The girl eventually settles on buying three packs of stovetop ramen after walking around for over ten minutes. The pink, plastic packaging crinkles franticly in her anxious hands.
“Let me get it” the roommate gestures for the girl to add the packets to her own bag of Cheetos and box of gushers on the counter. It’s nothing, sixty cents worth of noodles, but the girl reads the pity in her roommate’s gesture perfectly. The girl is painfully embarrassed and defensive, but doesn’t know why exactly.
“Treat me.” Her grin masks red cheeks.
The path home is not so treacherous as it was the first time around.
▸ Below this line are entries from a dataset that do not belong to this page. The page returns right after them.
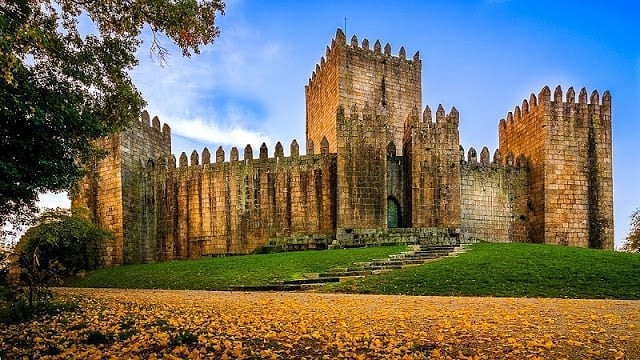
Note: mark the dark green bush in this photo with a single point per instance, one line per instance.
(62, 243)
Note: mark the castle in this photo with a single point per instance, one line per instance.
(374, 167)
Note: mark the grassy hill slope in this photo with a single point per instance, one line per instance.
(516, 270)
(219, 273)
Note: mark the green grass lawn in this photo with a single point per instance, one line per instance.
(515, 270)
(220, 273)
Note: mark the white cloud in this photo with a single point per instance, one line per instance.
(211, 133)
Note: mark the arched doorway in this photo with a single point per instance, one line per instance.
(393, 213)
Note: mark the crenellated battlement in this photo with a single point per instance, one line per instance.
(471, 159)
(145, 122)
(545, 102)
(339, 43)
(374, 161)
(567, 144)
(443, 120)
(204, 160)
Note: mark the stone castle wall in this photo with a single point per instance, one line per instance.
(111, 189)
(433, 160)
(355, 74)
(204, 208)
(380, 165)
(362, 168)
(493, 197)
(101, 191)
(568, 148)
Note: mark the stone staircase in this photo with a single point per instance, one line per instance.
(415, 255)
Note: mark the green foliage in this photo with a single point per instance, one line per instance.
(63, 243)
(632, 241)
(22, 304)
(514, 270)
(60, 89)
(220, 273)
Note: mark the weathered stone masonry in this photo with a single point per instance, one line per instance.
(372, 163)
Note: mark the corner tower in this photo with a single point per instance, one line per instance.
(353, 74)
(568, 149)
(113, 189)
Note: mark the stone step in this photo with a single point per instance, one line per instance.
(384, 267)
(319, 280)
(345, 273)
(268, 287)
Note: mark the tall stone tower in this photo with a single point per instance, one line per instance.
(568, 148)
(353, 74)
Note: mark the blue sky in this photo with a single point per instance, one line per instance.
(483, 57)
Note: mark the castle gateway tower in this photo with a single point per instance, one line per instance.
(377, 168)
(355, 74)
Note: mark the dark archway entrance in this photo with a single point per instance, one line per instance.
(393, 213)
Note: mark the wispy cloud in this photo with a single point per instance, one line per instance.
(209, 98)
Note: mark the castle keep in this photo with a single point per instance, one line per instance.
(376, 166)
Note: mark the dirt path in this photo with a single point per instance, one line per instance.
(200, 324)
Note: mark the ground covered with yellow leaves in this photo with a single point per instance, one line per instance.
(151, 324)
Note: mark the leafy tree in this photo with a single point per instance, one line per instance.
(60, 89)
(632, 243)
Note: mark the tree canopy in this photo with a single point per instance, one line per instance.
(61, 89)
(632, 243)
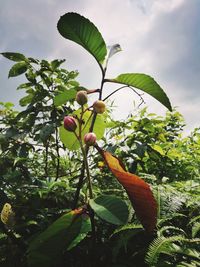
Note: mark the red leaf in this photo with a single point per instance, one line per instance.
(139, 191)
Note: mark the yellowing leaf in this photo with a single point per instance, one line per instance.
(7, 215)
(139, 192)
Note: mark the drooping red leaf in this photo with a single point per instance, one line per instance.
(139, 191)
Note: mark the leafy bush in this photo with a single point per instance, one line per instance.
(69, 200)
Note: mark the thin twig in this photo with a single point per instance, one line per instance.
(58, 155)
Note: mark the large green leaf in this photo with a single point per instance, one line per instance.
(145, 83)
(69, 139)
(80, 30)
(65, 233)
(111, 209)
(14, 56)
(18, 69)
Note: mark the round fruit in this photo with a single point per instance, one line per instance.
(99, 106)
(70, 123)
(81, 97)
(90, 139)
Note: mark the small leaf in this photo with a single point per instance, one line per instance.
(63, 97)
(18, 69)
(80, 30)
(158, 149)
(138, 191)
(145, 83)
(65, 233)
(46, 132)
(14, 56)
(56, 63)
(111, 209)
(24, 101)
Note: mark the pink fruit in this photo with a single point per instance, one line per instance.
(90, 139)
(70, 123)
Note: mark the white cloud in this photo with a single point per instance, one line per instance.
(157, 37)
The girls learn from their earlier mistakes and keep a low center of balance as they trudge along. Passing the bar one last time, the girl is sure this is the last time she’ll see it before graduating. She imagines what new restaurant might be in this spot a couple of years from now when she comes back to visit the University and see younger friends. The bar closing is not just wishful thinking. corner real estate is tough and always changing. In fact when the girl started college, before it was a bar, the place was a brunch spot.
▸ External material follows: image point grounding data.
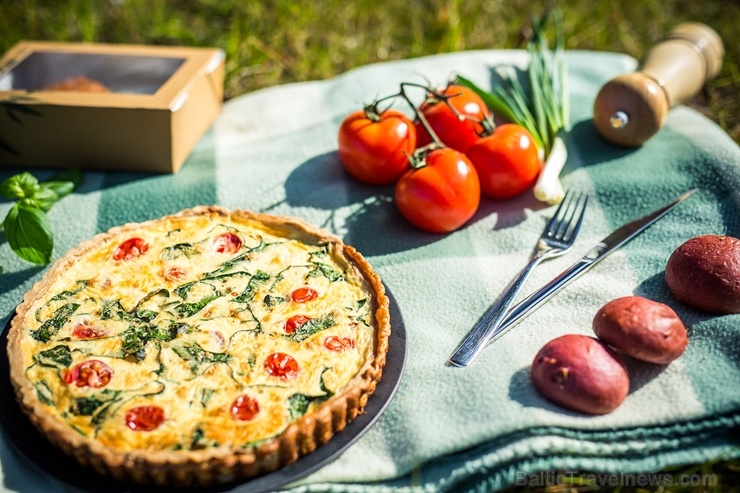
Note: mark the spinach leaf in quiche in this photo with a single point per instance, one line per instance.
(145, 314)
(321, 269)
(138, 333)
(298, 403)
(183, 290)
(57, 357)
(44, 393)
(178, 250)
(190, 309)
(196, 355)
(254, 282)
(311, 327)
(63, 295)
(242, 257)
(51, 326)
(87, 406)
(271, 300)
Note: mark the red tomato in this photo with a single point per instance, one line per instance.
(453, 131)
(245, 408)
(442, 195)
(84, 331)
(303, 295)
(294, 322)
(507, 162)
(130, 248)
(174, 274)
(282, 365)
(227, 243)
(144, 418)
(376, 152)
(338, 344)
(91, 373)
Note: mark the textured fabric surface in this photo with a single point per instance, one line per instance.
(483, 427)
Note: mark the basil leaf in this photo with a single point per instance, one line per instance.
(29, 234)
(59, 181)
(19, 186)
(44, 198)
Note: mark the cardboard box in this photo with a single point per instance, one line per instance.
(159, 101)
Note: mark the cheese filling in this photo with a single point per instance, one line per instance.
(196, 332)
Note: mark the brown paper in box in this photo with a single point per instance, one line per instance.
(157, 103)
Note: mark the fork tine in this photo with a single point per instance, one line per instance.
(578, 212)
(567, 217)
(556, 218)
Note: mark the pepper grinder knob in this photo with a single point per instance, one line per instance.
(633, 107)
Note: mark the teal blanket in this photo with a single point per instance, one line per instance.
(484, 427)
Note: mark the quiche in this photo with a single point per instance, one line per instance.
(199, 348)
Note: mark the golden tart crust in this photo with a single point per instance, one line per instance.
(149, 352)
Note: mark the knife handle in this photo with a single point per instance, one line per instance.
(633, 107)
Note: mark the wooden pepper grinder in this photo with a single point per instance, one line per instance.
(631, 108)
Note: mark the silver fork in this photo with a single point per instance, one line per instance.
(556, 239)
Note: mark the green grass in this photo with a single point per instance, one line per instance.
(277, 42)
“Do you remember Café Caturra?”
“Yeah, they had great sandwiches,” the roommate smiles and then continues “way better than the garbage here now.”
The girl smiles too, genuinely this time. Out in the cold air she feels more aware than in the store and realizes that she confused her friend’s solidarity with pity earlier. She loves the roommate totally in this moment.
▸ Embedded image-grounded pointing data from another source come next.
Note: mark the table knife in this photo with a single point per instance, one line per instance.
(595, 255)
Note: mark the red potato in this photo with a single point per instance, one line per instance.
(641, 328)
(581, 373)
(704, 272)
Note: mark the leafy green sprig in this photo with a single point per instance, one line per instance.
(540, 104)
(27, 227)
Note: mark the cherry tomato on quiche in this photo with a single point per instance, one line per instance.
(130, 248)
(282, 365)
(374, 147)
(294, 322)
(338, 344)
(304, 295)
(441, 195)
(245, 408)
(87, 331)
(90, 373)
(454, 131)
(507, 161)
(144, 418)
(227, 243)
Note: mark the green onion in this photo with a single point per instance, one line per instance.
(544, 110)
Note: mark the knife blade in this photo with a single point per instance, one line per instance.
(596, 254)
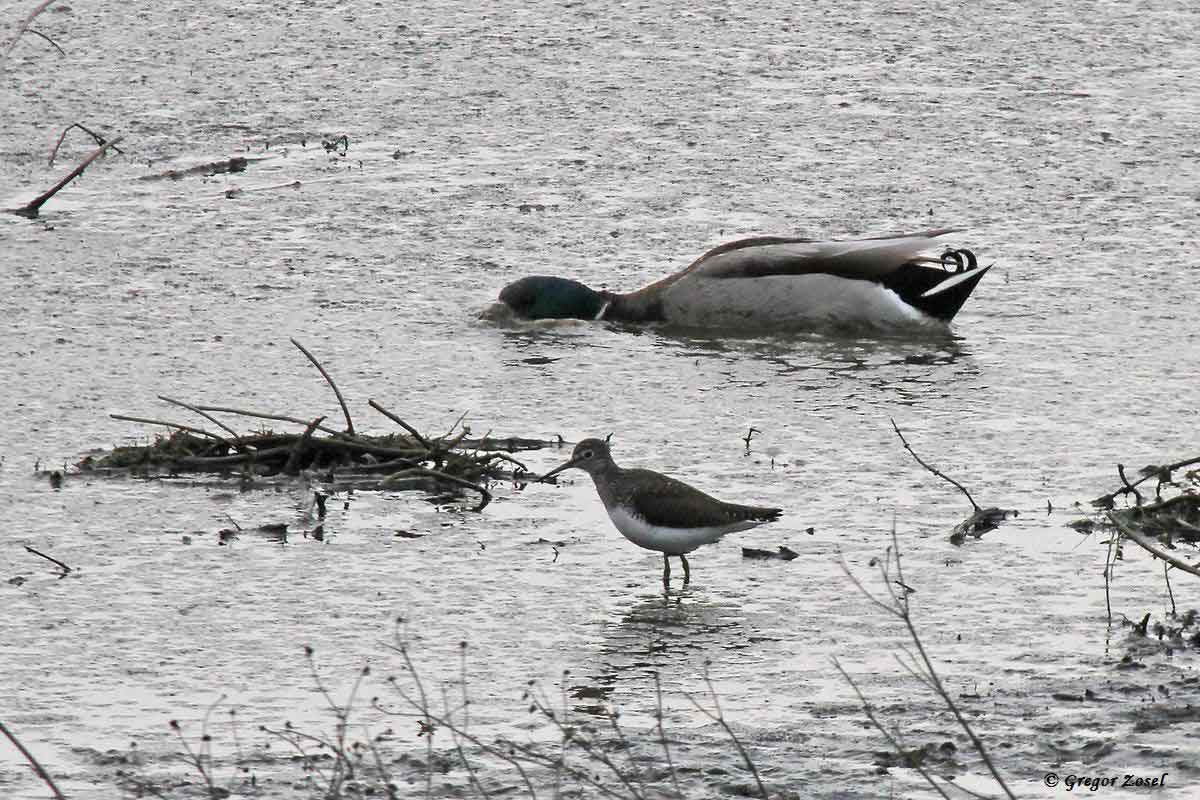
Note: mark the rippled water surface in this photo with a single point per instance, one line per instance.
(612, 144)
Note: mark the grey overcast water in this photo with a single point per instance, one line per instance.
(611, 143)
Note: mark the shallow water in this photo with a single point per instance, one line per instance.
(612, 145)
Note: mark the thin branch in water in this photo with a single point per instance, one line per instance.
(485, 497)
(261, 415)
(23, 26)
(53, 43)
(1129, 487)
(30, 210)
(234, 444)
(49, 558)
(185, 428)
(293, 465)
(718, 717)
(399, 421)
(1149, 546)
(1167, 577)
(663, 735)
(349, 423)
(931, 469)
(927, 666)
(96, 137)
(893, 740)
(29, 757)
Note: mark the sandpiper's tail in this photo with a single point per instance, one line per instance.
(760, 515)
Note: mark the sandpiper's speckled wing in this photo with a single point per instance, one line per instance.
(664, 501)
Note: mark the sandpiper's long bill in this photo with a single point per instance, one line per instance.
(657, 511)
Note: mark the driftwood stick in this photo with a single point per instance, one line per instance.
(1150, 547)
(31, 209)
(935, 471)
(349, 423)
(456, 423)
(24, 25)
(63, 136)
(235, 444)
(293, 464)
(29, 757)
(399, 421)
(228, 461)
(1169, 468)
(55, 44)
(485, 497)
(261, 415)
(186, 428)
(49, 558)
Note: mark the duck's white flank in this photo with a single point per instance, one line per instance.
(672, 541)
(789, 301)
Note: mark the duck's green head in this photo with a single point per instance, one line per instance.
(541, 296)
What happened in the girl’s third year haunts her; she knows this. It’s why her typical choice of convenience store is inconvenient and why she won’t hold her girlfriend’s hand in public spaces. But her own memory of the street isn’t fixed in place like she originally thought. Standing in front of the building now, that night in April is fading away. The reflection of her and the roommate and an empty sidewalk are all she sees in the window now. The girl used to dream about throwing a brick through the bar front as a form of retribution. She bends over, methodically packs a snowball, and lobs it at the window, imagining the sound of glass shattering into a million pieces.
It slides down the glass, leaving only a wet streak on the pane. Not ideal, but the action is enough to satisfy her for now. Maybe legacies are overrated, the girl reckons. Once the window is wiped down, the girl graduates, the place closes and is replaced, then there’s a good chance the story of that night and its legacy will be erased from everywhere but her and Sadie’s memories. And the girl can live with that.
The pleasant rumble of the heater at work greets them when they get back to the apartment. The girl walks in, drops the bag of groceries down, and picks up the cat who waits at the door. She pressing her cold nose into his soft ginger fur, breathing in the comfortable warmth of a snow day.
In my third year of college, I was the victim of a hate crime at UVA. It was a traumatic experience for me that really colored my view of my time at the University. Despite realizing how upsetting this incident was for me though, I spent months ignoring what happened to me and avoiding my own emotions. “Meditation on a Snow Day” is a fictional account of what finally reckoning with a traumatic event of the past can look like.